Grenzüberschreitender Fahrspaß für Pedalierwillige


Nur rund eine halbe Stunde abwechslungsreiche Autofahrt vom Bikepark Serfaus | Fiss | Ladis entfernt liegt Nauders am Reschenpass. Die kleine Gemeinde hat sich gemeinsam mit Reschen im angrenzenden Italien bereits als „3 Länder Endurotrails“ einen großen Namen in der Szene gemacht. 26 Singletrails gibt es aktuell hier und jedes Jahr kommen neue hinzu. Zwar ist auch diese Region nicht unbedingt günstig, aber man bekommt immerhin einen angemessenen Gegenwert für sein Geld (von unserer ersten Nacht dort mal abgesehen, aber das ist eine andere Geschichte). Apropos Geld: Geshuttelt wird hier wie von den Downhill Bikeparks gewohnt per Lift bzw. Gondel. Diese sind im Gravity Card Verbund und somit für viele Bikepark Shredder ohne Extrakosten nutzbar.

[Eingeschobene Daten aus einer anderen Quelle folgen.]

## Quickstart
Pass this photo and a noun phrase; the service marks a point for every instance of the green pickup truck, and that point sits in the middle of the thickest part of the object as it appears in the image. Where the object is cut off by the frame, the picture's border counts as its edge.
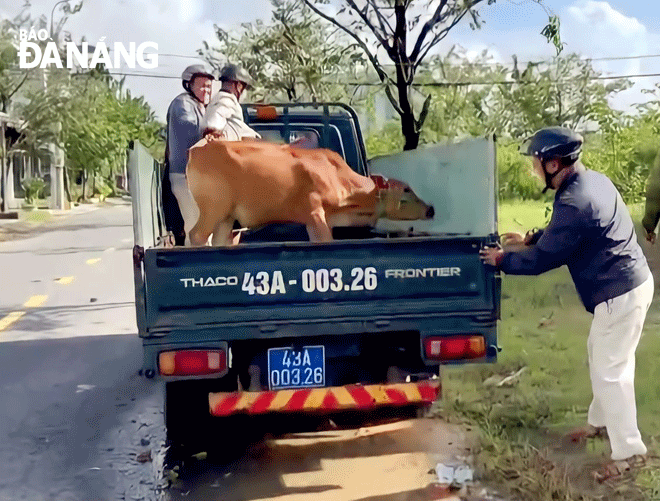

Dennoch ist die Region keine Spielwiese für Downhill Bikes, da von der Bergstation oft eine Transferstrecke zum eigentlichen Trail zu pedalieren ist. Andere Trails erreicht man überhaupt erst, nachdem man von der Bergstation rund eine Stunde über Forststraßen und Wiesenwege pedaliert hat. Enduro eben. Belohnt wird die Mühe mit einem unfassbar schönen Postkartenpanorama und fast unberührt anmutenden Naturtrails.

Wahrscheinlich schon beim ersten Anlieger, spätestens jedoch bei einer der offensichtlich gebauten neuen „Flowlines“ wird einem aber klar: Hier bauen nicht freiwillige Locals die Trails mit Schaufeln und Krampen (wie in Finale Ligure), hier beauftragt eine finanzstarke Hotelleriegemeinschaft den professionellen Trailbau.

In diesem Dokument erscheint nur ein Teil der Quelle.